9 Ekim 2020 Cuma

 


HAYATIN O GÜZEL ŞARKISI HİÇ BİTMESİN

Şeker Portakalı
’nı okumayan çocuk yoktur sanırım. Haydi iddiamı biraz geri çekeyim. Bu eserin ismini duymayan çocuk yoktur. Çocukluğuma eşsiz bir dokunuş yapan bir kitap Şeker Portakalı. O zamanlar hızımı alamayıp devam kitaplarını okuduğum, bu yaşımda bile o tatlı heyecanı okuduğum diğer kitaplarda aradığım bir klasik. Yakın zamanda yolum yazdığım bir hikâye için keşişti bu eserle. Sahi, Zeze Şeker Portakalı’yla nasıl sohbet ediyordu diye araladım sayfalarını. İnsanın çocukluğuna, o anların vazgeçilmez coşkusuna ışınlanması bu kadar kolay mıydı diye düşündüm bunu yaparken. Neden araya yirmi yıl sıkıştırdım diye hayıflandım. José Mauoro de Vasconcelos’un diğer kitaplarını da okuma karar verdim. Vee ilk sırayı Hayatın O Güzel Şarkısı’na verdim.

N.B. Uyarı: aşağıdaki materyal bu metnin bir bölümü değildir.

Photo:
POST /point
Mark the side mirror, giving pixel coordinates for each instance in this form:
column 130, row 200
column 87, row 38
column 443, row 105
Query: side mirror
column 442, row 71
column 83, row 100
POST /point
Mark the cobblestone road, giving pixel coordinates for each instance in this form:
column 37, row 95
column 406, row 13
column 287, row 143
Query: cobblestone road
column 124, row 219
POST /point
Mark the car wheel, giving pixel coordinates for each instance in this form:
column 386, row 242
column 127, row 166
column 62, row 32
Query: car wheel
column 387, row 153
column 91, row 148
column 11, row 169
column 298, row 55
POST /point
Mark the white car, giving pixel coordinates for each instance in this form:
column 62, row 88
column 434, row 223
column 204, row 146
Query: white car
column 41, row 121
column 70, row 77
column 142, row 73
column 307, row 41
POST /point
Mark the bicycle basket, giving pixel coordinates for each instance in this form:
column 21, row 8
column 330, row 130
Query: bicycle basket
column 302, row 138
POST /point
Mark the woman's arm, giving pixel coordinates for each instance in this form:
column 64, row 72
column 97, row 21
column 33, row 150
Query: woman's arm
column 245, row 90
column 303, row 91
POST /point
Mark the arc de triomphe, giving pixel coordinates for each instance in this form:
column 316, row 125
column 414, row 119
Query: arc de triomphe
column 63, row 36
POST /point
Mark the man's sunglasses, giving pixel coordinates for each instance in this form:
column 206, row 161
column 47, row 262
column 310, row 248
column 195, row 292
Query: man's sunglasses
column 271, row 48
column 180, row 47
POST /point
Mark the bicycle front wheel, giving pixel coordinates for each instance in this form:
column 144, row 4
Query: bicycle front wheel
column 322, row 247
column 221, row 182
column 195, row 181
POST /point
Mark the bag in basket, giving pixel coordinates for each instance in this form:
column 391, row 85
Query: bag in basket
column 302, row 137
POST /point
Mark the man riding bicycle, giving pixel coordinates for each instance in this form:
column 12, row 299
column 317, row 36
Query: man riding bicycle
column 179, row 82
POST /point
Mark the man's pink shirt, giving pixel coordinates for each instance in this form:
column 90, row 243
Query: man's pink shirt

Adını andığım eserin bir uçak seyahati için yeterli bir kalınlığı vardı. O seyahati özel kılacak harika bir kitap olduğunu pek kestiremedim bu tercihi yaparken.  Meğer diğer kitaplarında da ne büyülü yazarmış Vasconcelos. Bir yanımda oğlum bir elimde kitaptaki sihirli kelimeler tekrar dönüverdim o haylaz günlerime…

Ortalama bir çocuk hikâye kitabı değil Hayatın O Güzel Şarkısı. 5 ayrı hikâyesinin yolları birbiri içinde kesişiyor. Bu durumun önbilgisi kapakta verilmediği için okura sürpriz bir jest yapılıyor adeta. Ya da ben öyle hissettim. Çiftlik önsözünün ardından Güneşe Övgü hikâyesi ile özgür bir kuş olarak uçmanın bedelini kafese kapatılmakla ödeyen İracema’ya içerledim.  Akvaryum adlı hikâyede ise yine geniş denizlerdense akvaryumda yaşamayı arzulayan minik balığın hayal kırıklığına şahit oldum: “Saatin tik takları, göğsümün içinde atıyordu sanki: yalnızlık…yalnızlık…yalnızlık…”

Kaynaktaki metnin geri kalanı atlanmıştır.